We live in one of the most hopeless, now-oriented cultures in human history. We can hardly look past today, much less the next election without shaking our heads. Our imaginations are filled with dystopian, future-shock books and movies and video games.
This is the hopeless life our culture offers us …
The hopeless life lives only in the now. It sees only the now, feels only the emotions of the now, clings to what it has in the now.
The hopeless life is a grasping life. It’s unhappy with what it doesn’t have right now, so it grabs for something — anything — to fill its emptiness.
The hopeless life sees no potential in the future. Therefore, it longs for an over-sentimentalized past that never actually existed and definitely doesn’t exist now.
The hopeless life is an entertain-me life. It has lost the purposefulness of meaningful, future-oriented work and turns to sports and TV and other entertainments to fill its bored existence.
The hopeless life is a reduced life. It is unaware of concealed forces working just below the surface like the seeds of a summer squash that are just about to push through the soil and spread their vines across the garden.
But this world is also filled with living realities that can restore a hopeful imagination …
Hope is a farmer who sews seeds now for a bountiful crop in future seasons.

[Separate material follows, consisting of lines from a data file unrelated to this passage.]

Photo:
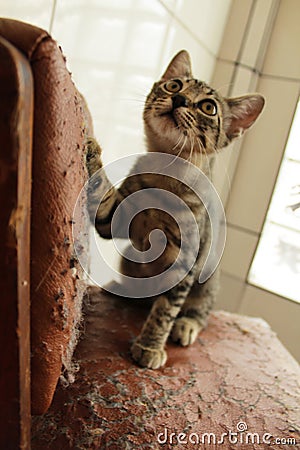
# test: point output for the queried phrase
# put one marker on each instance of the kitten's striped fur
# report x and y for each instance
(184, 117)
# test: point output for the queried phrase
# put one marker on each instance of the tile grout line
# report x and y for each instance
(183, 25)
(53, 11)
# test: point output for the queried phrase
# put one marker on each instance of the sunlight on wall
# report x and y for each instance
(276, 266)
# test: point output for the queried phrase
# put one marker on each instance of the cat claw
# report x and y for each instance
(148, 357)
(185, 331)
(93, 156)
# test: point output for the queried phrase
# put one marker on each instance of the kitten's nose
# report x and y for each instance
(179, 100)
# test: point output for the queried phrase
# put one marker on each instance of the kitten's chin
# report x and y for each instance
(163, 135)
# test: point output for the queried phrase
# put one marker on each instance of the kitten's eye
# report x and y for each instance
(208, 107)
(173, 86)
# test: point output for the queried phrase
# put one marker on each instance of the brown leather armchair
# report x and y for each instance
(43, 126)
(237, 376)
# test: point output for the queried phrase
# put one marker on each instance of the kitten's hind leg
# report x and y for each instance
(195, 311)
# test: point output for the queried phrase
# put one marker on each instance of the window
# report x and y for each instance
(276, 265)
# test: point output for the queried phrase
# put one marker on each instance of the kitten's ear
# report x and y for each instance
(243, 113)
(180, 66)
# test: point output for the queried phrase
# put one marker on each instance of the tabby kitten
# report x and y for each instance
(186, 118)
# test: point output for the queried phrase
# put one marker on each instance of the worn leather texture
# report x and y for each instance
(16, 120)
(58, 175)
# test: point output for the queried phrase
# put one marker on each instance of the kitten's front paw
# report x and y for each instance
(185, 331)
(93, 156)
(148, 357)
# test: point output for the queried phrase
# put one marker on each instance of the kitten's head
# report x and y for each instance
(185, 116)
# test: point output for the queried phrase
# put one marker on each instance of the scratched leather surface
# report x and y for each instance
(58, 176)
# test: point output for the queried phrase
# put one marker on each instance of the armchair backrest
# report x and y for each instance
(40, 141)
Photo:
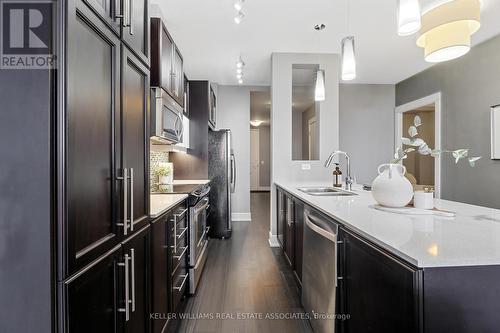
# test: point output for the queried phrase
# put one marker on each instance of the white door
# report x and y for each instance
(313, 139)
(254, 159)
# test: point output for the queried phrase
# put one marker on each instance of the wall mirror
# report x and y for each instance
(305, 113)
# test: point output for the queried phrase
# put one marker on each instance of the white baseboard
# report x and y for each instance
(261, 188)
(241, 217)
(273, 240)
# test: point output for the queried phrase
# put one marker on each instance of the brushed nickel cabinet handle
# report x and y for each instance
(131, 199)
(126, 309)
(125, 201)
(183, 282)
(132, 256)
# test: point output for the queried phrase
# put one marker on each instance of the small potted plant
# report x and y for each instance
(164, 173)
(391, 188)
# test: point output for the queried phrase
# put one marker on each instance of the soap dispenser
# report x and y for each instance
(337, 176)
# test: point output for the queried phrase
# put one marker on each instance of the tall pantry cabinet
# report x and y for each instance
(103, 233)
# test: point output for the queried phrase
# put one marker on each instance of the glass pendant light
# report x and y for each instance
(348, 59)
(319, 91)
(409, 17)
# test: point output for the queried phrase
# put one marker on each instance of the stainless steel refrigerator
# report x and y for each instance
(222, 172)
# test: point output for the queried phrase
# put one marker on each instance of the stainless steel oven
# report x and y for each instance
(198, 236)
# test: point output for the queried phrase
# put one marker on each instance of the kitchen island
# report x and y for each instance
(398, 273)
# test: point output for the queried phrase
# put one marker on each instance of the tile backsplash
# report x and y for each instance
(155, 158)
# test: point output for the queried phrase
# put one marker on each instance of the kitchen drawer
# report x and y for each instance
(180, 283)
(179, 257)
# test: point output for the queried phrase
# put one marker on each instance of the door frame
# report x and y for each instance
(398, 130)
(252, 131)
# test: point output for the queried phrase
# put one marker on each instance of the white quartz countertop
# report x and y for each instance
(160, 203)
(191, 182)
(471, 238)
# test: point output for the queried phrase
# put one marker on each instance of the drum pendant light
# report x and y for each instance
(447, 29)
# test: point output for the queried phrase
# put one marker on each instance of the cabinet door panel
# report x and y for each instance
(298, 237)
(138, 250)
(91, 299)
(167, 52)
(379, 290)
(107, 10)
(134, 136)
(159, 273)
(136, 32)
(92, 104)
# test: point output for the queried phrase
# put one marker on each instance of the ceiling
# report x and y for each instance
(211, 42)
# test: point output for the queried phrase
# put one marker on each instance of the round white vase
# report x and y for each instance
(391, 188)
(164, 180)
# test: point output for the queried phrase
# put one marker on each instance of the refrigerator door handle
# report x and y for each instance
(233, 173)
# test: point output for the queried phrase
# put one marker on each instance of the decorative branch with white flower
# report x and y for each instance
(419, 145)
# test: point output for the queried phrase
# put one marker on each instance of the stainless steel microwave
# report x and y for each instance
(166, 118)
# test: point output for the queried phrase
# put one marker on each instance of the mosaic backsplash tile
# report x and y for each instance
(155, 158)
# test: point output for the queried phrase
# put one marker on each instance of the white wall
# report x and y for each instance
(367, 127)
(283, 167)
(233, 112)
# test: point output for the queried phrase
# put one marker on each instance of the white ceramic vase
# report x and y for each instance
(164, 180)
(391, 188)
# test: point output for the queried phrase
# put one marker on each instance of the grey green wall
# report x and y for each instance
(265, 156)
(366, 127)
(469, 86)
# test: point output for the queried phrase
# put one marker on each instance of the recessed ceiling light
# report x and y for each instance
(239, 17)
(238, 5)
(240, 63)
(256, 123)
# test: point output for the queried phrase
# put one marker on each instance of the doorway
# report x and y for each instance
(260, 141)
(254, 159)
(423, 171)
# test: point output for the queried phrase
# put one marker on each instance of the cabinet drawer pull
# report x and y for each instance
(180, 216)
(183, 282)
(125, 201)
(179, 257)
(132, 257)
(127, 297)
(182, 233)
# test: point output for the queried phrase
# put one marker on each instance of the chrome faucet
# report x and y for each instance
(348, 178)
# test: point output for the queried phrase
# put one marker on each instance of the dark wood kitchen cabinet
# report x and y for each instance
(281, 218)
(135, 27)
(92, 116)
(137, 250)
(106, 142)
(134, 133)
(112, 294)
(298, 238)
(167, 69)
(288, 232)
(128, 19)
(170, 250)
(90, 299)
(378, 291)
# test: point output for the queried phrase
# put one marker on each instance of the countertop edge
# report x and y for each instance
(378, 242)
(181, 198)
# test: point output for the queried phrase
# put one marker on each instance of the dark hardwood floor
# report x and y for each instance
(244, 276)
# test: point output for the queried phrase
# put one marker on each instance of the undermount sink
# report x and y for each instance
(326, 191)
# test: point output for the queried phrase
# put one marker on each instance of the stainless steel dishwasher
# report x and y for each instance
(319, 271)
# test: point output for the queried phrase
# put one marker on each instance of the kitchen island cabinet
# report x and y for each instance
(392, 275)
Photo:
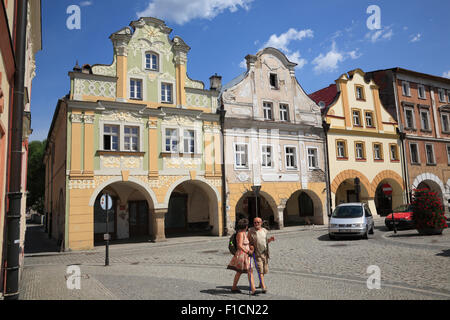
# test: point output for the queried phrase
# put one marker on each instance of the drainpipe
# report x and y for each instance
(222, 113)
(326, 127)
(14, 190)
(402, 136)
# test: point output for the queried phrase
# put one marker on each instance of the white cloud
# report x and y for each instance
(283, 41)
(385, 33)
(86, 3)
(416, 38)
(182, 11)
(295, 57)
(330, 61)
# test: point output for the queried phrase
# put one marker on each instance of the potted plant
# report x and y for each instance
(428, 212)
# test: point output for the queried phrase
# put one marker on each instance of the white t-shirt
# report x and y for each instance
(261, 239)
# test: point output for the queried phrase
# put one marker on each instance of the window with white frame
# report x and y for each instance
(360, 93)
(171, 140)
(267, 156)
(273, 78)
(291, 157)
(313, 162)
(445, 117)
(441, 93)
(284, 112)
(131, 138)
(405, 89)
(166, 92)
(359, 151)
(241, 156)
(394, 152)
(430, 154)
(425, 119)
(151, 61)
(414, 151)
(409, 118)
(189, 141)
(111, 137)
(341, 149)
(356, 118)
(421, 91)
(369, 119)
(267, 110)
(377, 151)
(136, 89)
(448, 154)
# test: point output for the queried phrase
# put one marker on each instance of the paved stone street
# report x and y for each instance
(305, 264)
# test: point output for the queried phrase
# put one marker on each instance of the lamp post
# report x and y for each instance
(256, 190)
(357, 188)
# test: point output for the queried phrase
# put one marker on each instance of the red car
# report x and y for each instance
(402, 218)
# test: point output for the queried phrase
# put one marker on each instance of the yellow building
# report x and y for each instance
(362, 143)
(143, 132)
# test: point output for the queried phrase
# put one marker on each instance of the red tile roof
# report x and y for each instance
(326, 95)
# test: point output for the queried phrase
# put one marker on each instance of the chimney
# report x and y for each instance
(215, 82)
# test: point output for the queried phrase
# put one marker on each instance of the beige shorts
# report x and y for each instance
(262, 263)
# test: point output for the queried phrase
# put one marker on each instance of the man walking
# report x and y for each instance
(258, 237)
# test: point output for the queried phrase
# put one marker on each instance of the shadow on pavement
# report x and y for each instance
(444, 253)
(37, 241)
(225, 291)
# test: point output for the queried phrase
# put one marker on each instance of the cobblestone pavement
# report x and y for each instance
(304, 264)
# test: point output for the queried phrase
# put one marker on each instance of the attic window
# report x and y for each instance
(273, 81)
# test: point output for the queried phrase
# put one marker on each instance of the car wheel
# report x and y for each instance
(366, 234)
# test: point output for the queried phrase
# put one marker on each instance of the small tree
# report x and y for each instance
(428, 212)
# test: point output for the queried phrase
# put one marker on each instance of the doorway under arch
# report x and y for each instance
(130, 216)
(192, 209)
(250, 207)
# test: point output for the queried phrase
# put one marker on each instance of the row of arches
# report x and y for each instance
(192, 206)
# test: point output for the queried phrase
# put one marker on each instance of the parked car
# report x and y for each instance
(351, 219)
(402, 218)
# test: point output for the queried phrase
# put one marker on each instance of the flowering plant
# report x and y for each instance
(428, 211)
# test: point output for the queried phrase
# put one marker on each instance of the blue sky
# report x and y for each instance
(325, 37)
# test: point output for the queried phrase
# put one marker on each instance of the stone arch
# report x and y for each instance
(387, 174)
(211, 192)
(428, 176)
(351, 174)
(292, 206)
(146, 191)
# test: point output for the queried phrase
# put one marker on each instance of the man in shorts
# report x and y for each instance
(258, 237)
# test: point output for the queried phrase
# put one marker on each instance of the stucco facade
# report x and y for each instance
(421, 103)
(362, 143)
(270, 128)
(145, 133)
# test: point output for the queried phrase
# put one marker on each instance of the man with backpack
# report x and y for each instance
(258, 237)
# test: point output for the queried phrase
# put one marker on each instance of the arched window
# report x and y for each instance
(151, 61)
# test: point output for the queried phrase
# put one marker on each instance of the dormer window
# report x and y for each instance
(273, 81)
(151, 61)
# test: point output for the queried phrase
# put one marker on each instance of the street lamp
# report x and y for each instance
(357, 188)
(256, 190)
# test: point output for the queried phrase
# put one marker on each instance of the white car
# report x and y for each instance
(351, 219)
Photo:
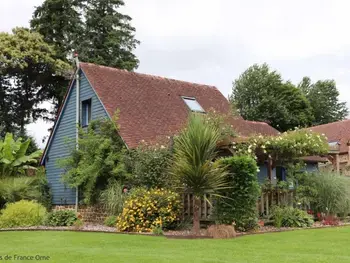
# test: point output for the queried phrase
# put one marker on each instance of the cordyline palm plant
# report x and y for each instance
(13, 158)
(193, 167)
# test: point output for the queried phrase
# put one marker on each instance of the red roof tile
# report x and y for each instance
(152, 107)
(336, 132)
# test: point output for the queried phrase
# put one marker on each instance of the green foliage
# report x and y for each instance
(193, 169)
(158, 231)
(112, 198)
(239, 202)
(324, 99)
(148, 166)
(13, 158)
(61, 218)
(95, 28)
(194, 151)
(332, 193)
(13, 189)
(97, 161)
(291, 217)
(287, 147)
(22, 214)
(110, 221)
(29, 71)
(261, 95)
(146, 209)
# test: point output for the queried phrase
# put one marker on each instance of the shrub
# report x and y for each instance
(22, 214)
(291, 217)
(61, 218)
(239, 206)
(14, 189)
(221, 231)
(112, 198)
(325, 192)
(78, 224)
(148, 166)
(145, 210)
(157, 230)
(110, 221)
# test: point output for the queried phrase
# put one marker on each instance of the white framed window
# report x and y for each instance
(193, 104)
(85, 112)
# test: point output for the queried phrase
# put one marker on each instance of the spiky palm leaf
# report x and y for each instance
(13, 158)
(194, 152)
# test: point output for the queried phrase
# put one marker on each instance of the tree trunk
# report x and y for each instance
(196, 219)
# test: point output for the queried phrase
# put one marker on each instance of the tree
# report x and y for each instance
(28, 69)
(193, 167)
(60, 22)
(324, 99)
(108, 37)
(94, 29)
(261, 95)
(98, 160)
(13, 158)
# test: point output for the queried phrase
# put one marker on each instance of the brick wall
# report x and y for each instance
(90, 214)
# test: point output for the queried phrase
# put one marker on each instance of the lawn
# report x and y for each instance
(326, 245)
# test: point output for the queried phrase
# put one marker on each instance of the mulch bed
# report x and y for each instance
(183, 234)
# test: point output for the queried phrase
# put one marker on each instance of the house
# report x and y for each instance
(338, 134)
(150, 107)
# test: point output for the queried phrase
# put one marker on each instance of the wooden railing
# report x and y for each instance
(205, 209)
(271, 198)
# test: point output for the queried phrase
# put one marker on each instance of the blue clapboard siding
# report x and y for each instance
(63, 140)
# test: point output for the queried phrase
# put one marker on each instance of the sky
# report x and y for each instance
(213, 42)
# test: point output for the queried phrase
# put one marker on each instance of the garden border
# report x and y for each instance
(239, 234)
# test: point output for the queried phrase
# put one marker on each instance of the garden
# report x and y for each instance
(143, 190)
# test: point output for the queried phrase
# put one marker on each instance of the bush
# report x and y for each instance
(22, 214)
(148, 166)
(239, 203)
(112, 198)
(110, 221)
(291, 217)
(325, 192)
(61, 218)
(144, 210)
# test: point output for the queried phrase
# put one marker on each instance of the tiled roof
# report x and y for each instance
(152, 107)
(336, 132)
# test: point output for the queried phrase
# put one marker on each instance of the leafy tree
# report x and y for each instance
(94, 28)
(193, 167)
(98, 160)
(13, 158)
(324, 99)
(108, 37)
(261, 95)
(28, 69)
(60, 22)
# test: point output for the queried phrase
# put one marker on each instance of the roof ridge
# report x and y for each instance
(150, 75)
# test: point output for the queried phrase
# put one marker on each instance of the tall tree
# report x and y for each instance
(28, 69)
(261, 95)
(109, 37)
(93, 28)
(60, 22)
(324, 99)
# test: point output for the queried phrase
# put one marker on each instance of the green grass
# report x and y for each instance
(326, 245)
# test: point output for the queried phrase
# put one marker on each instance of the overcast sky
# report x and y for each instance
(212, 42)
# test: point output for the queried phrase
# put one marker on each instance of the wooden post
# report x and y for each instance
(337, 163)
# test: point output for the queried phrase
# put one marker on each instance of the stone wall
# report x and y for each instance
(90, 214)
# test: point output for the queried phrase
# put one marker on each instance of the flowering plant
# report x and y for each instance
(145, 210)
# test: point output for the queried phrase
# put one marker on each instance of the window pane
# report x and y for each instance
(193, 104)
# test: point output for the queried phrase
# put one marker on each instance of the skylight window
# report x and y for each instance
(193, 104)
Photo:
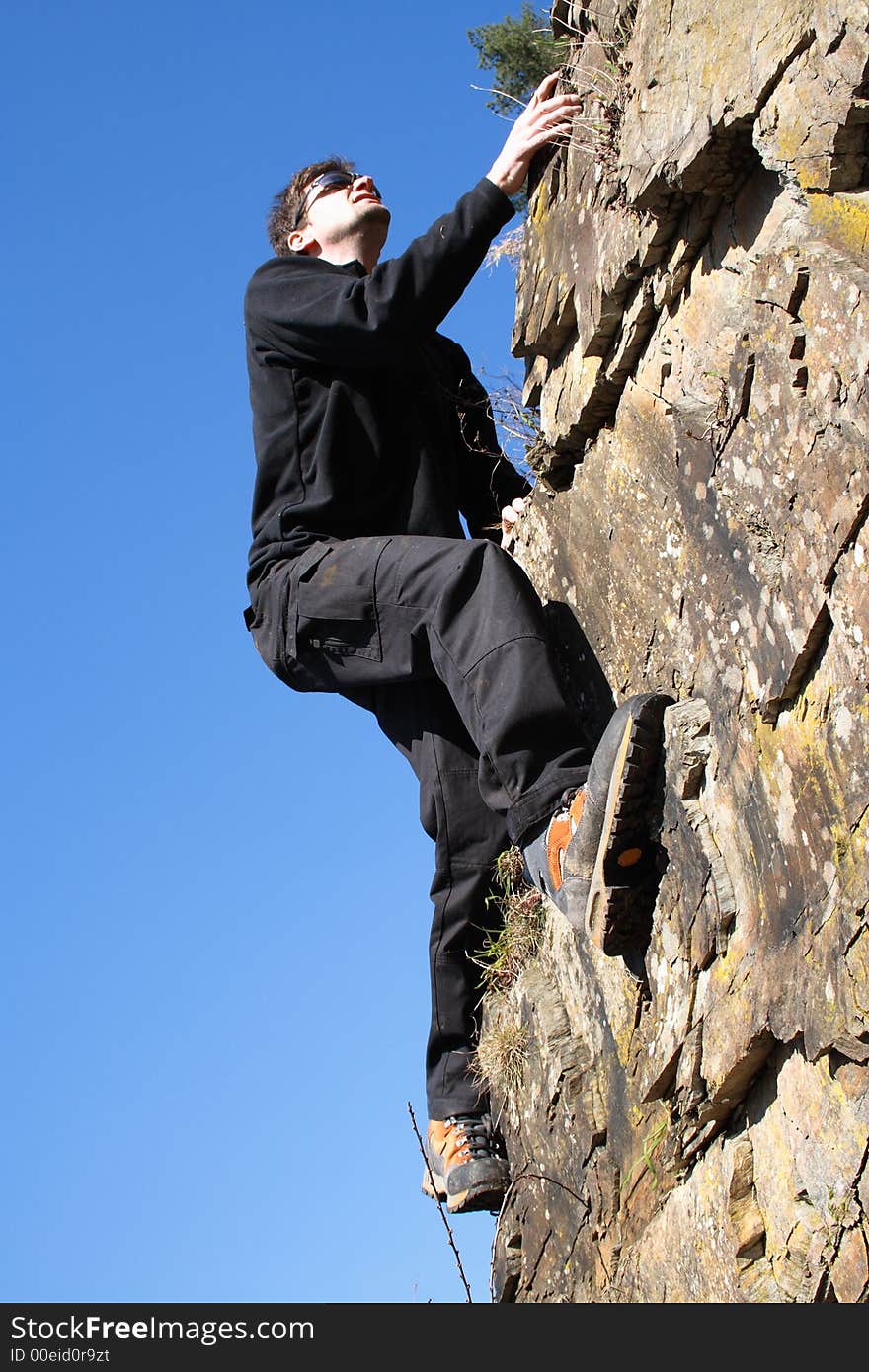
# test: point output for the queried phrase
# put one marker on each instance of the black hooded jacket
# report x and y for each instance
(365, 419)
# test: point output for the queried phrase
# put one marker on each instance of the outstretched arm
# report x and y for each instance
(368, 321)
(545, 116)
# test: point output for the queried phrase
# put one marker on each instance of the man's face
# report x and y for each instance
(331, 211)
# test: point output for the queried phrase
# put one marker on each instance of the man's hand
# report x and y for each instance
(510, 517)
(544, 118)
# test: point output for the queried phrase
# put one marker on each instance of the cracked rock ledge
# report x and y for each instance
(692, 1122)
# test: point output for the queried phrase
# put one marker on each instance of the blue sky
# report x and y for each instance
(203, 870)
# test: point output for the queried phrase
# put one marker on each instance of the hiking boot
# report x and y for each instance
(596, 858)
(465, 1163)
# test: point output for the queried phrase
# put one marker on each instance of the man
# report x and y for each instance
(372, 438)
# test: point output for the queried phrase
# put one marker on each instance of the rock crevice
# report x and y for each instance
(693, 312)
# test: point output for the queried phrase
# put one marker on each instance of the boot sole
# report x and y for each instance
(618, 899)
(475, 1198)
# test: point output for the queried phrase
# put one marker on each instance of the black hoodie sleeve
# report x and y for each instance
(319, 316)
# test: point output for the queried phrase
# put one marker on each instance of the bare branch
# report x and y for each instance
(452, 1242)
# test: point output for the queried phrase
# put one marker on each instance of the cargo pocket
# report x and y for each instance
(337, 604)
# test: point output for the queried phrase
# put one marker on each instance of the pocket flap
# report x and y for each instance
(335, 601)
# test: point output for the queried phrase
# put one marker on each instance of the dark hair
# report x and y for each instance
(287, 203)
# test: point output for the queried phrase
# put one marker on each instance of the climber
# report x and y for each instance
(372, 438)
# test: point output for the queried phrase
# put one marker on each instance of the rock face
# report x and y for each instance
(693, 306)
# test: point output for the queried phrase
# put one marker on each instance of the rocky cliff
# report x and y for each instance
(690, 1122)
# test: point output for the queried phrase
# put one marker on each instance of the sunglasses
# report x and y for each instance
(328, 182)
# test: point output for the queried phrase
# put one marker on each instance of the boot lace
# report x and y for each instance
(474, 1135)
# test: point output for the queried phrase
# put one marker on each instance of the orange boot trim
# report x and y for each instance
(559, 834)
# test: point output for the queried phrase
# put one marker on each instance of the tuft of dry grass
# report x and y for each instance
(500, 1056)
(509, 247)
(504, 953)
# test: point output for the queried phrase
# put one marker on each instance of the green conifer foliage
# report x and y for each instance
(519, 52)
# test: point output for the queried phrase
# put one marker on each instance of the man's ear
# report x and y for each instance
(301, 240)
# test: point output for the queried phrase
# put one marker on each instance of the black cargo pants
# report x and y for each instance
(445, 641)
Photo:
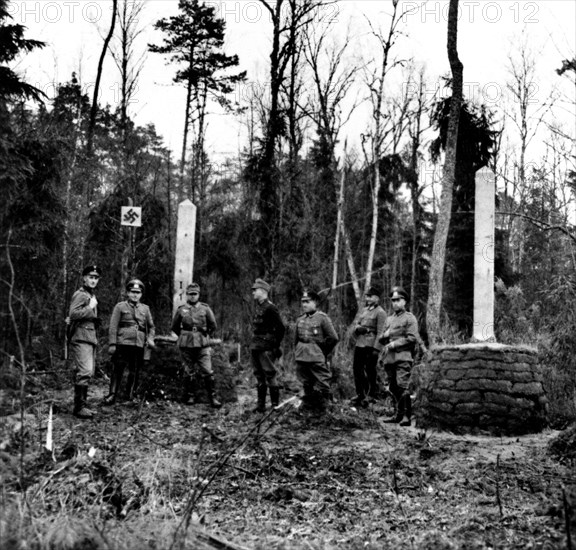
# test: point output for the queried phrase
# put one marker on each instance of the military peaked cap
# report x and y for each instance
(193, 287)
(261, 283)
(308, 294)
(135, 284)
(399, 292)
(91, 270)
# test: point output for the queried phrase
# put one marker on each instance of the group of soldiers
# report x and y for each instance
(380, 339)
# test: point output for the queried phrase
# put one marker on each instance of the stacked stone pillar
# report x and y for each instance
(482, 387)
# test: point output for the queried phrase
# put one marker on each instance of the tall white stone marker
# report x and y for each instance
(483, 329)
(184, 261)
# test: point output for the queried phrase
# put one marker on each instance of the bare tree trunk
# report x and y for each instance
(376, 146)
(185, 137)
(434, 306)
(94, 108)
(340, 205)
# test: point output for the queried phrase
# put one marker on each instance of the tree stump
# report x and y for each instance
(482, 388)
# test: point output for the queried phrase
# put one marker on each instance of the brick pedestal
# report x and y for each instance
(482, 388)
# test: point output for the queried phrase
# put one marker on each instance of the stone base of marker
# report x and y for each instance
(161, 378)
(483, 387)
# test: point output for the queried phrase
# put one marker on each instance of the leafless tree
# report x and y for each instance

Hope is a sailor who leaves the shore on a journey to another land.
Hope is a student who learns today in order to act tomorrow.
Hope is an athlete who strains in practice now in order to play with endurance later.
Hope is a cook who smells the pie baking in the oven, enjoying the scent of what is to come.
Hope is a vintner who says, “No,” to grape juice in order to say, “Yes,” to wine.
Hope enjoys in the present hints of a more expansive future that it is investing in now. It knows the work of today will bring the rest of tomorrow; the No of now will bring the many Yeses of then.
Hope perseveres in the midst of suffering, knowing that what is wrong now will someday be made right by the Judge.
God has given us all kinds of small hopes in this world to teach us to be hopeful for the day when the great Hope shall be veiled no more.
Hope is a river, drawing us into the vast ocean of God’s glorious future. It doesn’t diminish the present; it gives meaning and destination to everything we experience right now.
In the meantime, we wait and work and give and sew and learn and practice and say our necessary Nos, knowing that God’s best is yet to come.